From 1 April 2006, pack sizes containing pseudoephedrine 800 mg in liquid form or 720 mg in solid form are now prescription-only. This change is designed to mitigate diversion of pseudoephedrine to the synthesis of methamphetamine by so-called "pseudo-runners". Pseudo-runners have previously targeted pharmacies and there have been several recent initiatives for community pharmacies to control pseudoephedrine diversion. For information about these campaigns and pseudoephedrine diversion see the Pharmaceutical Society of Australia web site. http://www.psa.org.au/media/FEB2006_INPHARMATION_SMALL.pdf.
General practitioners should be aware that, as a result of these changes, pseudo-runners may switch their attention to general practice in order to gain supply to prescribed quantities of pseudoephedrine.

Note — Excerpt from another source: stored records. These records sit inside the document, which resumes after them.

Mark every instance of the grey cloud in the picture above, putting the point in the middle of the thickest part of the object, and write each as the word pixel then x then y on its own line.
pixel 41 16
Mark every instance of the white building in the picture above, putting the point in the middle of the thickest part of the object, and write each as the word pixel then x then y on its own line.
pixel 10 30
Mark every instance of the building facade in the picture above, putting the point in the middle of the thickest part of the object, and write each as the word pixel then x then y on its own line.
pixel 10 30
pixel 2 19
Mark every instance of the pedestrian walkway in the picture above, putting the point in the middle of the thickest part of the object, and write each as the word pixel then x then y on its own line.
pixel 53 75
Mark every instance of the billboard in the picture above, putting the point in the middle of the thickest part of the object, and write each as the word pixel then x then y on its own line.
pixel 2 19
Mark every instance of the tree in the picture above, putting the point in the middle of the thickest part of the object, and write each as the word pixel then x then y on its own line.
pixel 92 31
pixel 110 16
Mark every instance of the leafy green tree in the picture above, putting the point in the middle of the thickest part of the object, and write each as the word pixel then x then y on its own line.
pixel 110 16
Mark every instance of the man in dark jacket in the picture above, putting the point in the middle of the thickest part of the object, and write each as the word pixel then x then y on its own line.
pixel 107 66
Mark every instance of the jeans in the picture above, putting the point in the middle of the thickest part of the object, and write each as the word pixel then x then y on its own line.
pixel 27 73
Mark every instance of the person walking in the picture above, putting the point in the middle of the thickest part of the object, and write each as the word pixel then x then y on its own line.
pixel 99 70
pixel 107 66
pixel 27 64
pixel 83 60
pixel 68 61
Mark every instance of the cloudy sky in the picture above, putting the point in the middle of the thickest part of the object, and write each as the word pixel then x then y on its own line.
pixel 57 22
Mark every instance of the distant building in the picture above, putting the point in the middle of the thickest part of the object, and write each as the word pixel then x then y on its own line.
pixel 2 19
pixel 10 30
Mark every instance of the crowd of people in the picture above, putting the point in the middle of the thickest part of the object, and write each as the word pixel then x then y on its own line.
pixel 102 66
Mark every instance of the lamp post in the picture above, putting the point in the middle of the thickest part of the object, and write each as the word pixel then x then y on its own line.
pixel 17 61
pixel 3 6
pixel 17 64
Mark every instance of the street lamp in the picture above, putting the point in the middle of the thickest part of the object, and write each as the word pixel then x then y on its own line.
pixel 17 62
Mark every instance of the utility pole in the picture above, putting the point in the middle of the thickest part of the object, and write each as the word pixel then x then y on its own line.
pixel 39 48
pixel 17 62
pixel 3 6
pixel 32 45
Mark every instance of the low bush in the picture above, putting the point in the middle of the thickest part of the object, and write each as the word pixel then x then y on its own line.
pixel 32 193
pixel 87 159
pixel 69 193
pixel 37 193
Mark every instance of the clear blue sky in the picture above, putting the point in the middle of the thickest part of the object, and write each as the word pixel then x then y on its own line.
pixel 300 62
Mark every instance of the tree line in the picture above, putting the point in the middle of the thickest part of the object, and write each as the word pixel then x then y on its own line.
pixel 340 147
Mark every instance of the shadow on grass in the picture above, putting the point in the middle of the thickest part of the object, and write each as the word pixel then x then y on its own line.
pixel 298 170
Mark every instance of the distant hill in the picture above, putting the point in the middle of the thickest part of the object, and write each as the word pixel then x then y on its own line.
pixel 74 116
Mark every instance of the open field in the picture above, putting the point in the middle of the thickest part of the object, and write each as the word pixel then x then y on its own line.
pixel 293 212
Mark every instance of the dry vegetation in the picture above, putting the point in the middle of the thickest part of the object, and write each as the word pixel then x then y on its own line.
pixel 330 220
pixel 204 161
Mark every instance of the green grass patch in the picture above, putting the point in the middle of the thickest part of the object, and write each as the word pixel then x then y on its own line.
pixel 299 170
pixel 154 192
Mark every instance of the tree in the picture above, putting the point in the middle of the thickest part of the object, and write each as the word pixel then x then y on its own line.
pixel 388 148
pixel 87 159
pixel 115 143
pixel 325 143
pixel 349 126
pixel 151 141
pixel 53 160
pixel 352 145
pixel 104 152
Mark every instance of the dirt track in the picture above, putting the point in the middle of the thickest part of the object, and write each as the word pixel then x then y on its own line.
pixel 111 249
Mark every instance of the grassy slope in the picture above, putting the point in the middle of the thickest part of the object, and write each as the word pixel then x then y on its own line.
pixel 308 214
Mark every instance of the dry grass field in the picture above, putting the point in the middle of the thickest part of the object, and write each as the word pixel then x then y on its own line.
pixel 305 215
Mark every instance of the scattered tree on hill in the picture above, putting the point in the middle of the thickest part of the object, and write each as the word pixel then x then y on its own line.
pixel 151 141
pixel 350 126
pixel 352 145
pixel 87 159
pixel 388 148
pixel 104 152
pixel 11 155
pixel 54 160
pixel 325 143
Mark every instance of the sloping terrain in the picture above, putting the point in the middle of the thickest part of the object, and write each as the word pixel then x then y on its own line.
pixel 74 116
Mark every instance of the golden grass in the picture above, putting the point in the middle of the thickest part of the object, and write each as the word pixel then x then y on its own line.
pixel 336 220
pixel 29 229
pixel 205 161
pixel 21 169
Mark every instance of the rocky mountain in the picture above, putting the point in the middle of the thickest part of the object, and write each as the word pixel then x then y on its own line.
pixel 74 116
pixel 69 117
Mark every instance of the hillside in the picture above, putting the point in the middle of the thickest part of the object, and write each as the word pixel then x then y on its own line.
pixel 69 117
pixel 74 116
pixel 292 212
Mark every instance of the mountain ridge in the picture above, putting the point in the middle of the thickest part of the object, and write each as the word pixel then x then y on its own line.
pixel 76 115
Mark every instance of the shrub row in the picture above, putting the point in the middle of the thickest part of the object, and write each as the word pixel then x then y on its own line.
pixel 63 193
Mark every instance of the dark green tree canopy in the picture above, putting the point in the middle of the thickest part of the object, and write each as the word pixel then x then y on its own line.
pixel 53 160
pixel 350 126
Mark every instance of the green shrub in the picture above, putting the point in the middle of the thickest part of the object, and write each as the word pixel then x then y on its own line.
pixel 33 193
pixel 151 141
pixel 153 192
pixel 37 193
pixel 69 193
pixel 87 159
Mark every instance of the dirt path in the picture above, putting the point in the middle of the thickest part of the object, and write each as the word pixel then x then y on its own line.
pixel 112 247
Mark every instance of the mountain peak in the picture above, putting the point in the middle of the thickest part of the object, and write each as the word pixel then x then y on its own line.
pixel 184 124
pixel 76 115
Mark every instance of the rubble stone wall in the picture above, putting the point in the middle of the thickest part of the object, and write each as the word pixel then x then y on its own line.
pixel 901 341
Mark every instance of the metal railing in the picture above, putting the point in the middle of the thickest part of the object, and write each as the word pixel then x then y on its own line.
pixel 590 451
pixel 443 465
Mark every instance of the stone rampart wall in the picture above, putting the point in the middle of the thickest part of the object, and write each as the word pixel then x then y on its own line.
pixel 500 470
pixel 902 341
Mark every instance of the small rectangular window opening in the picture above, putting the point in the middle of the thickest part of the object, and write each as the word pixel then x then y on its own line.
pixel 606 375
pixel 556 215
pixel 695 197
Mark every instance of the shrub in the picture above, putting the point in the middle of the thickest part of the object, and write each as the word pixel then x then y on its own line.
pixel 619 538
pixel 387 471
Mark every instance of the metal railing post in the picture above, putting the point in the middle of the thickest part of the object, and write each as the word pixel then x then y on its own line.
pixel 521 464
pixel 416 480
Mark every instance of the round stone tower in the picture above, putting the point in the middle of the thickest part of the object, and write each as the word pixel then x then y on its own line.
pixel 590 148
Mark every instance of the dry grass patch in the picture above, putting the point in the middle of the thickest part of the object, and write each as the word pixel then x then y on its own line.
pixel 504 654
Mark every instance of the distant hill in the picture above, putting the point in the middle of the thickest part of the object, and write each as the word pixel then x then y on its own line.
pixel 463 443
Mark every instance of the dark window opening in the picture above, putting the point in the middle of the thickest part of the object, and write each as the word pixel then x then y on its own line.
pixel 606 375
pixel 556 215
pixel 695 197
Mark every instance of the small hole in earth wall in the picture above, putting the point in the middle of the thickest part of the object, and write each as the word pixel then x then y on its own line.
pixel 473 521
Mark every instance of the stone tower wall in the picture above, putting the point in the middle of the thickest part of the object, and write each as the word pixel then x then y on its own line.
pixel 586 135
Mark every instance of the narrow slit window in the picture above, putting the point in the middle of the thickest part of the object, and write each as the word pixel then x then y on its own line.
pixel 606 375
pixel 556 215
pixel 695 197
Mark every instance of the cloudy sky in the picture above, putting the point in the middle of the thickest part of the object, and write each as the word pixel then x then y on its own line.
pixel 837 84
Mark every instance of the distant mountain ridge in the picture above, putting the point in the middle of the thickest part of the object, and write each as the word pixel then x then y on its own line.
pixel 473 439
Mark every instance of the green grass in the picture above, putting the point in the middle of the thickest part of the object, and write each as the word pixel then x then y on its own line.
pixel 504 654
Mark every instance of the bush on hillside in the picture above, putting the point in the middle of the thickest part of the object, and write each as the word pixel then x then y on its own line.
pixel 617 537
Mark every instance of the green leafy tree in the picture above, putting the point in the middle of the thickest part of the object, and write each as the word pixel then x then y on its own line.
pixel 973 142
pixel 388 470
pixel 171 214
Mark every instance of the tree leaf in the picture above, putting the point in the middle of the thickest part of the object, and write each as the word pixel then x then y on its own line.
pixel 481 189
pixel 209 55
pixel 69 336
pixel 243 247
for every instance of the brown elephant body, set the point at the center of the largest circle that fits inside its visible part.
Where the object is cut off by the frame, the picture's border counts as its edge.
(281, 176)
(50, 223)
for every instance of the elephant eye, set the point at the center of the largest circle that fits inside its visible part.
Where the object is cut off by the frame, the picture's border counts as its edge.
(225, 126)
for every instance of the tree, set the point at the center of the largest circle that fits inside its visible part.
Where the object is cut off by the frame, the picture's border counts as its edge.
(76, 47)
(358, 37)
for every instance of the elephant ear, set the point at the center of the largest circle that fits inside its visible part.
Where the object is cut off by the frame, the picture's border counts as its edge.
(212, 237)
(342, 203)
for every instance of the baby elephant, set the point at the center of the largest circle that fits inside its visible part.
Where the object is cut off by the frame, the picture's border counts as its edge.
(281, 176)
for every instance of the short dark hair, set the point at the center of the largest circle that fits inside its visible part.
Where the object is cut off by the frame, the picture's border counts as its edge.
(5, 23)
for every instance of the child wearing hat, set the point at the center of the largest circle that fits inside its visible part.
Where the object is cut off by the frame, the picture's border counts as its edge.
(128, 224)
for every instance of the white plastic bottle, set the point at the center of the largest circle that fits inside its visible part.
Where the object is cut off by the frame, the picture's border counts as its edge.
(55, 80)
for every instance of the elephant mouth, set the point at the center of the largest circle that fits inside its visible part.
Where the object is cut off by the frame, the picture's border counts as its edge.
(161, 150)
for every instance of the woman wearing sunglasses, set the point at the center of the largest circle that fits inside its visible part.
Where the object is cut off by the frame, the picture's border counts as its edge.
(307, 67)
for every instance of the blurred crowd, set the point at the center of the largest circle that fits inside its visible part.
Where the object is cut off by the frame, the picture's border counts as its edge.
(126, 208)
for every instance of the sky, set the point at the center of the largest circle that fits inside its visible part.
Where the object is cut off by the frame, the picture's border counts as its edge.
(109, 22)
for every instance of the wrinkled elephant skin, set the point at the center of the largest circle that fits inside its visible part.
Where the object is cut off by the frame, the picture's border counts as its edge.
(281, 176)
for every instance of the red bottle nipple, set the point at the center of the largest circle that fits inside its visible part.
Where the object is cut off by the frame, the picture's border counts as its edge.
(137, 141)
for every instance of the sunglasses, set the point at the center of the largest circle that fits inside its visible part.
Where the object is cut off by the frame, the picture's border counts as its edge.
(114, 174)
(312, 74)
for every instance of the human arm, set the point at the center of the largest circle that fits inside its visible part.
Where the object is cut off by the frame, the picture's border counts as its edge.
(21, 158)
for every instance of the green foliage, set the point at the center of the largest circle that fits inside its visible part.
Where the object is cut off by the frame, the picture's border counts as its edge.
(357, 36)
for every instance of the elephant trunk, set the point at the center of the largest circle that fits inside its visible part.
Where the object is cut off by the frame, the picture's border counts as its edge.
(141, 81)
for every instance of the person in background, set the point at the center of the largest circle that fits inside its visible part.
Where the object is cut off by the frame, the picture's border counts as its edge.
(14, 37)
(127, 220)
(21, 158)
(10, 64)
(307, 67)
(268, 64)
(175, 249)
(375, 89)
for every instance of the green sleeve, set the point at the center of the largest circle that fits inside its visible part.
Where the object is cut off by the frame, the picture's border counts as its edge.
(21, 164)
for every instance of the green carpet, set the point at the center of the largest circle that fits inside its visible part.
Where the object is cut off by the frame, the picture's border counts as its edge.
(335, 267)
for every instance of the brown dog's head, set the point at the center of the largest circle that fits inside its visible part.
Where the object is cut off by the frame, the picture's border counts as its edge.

Pseudoephedrine is indicated for relief of nasal congestion associated with acute or chronic rhinitis. Pooled data support only a moderate benefit from a single dose of oral decongestant in the common cold.1 Pseudoephedrine is recommended in allergic rhinitis only when severe nasal blockage occurs or when patients need to travel by air.2
- Taverner D, Latte J, Draper M. Nasal decongestants for the common cold. Cochrane Database Syst Rev 2004;(3):CD001953.
- Walls RS, Heddle RJ, Tang MLK, et al. Optimising the management of allergic rhinitis: an Australian perspective. MJA 2005;182:28–33.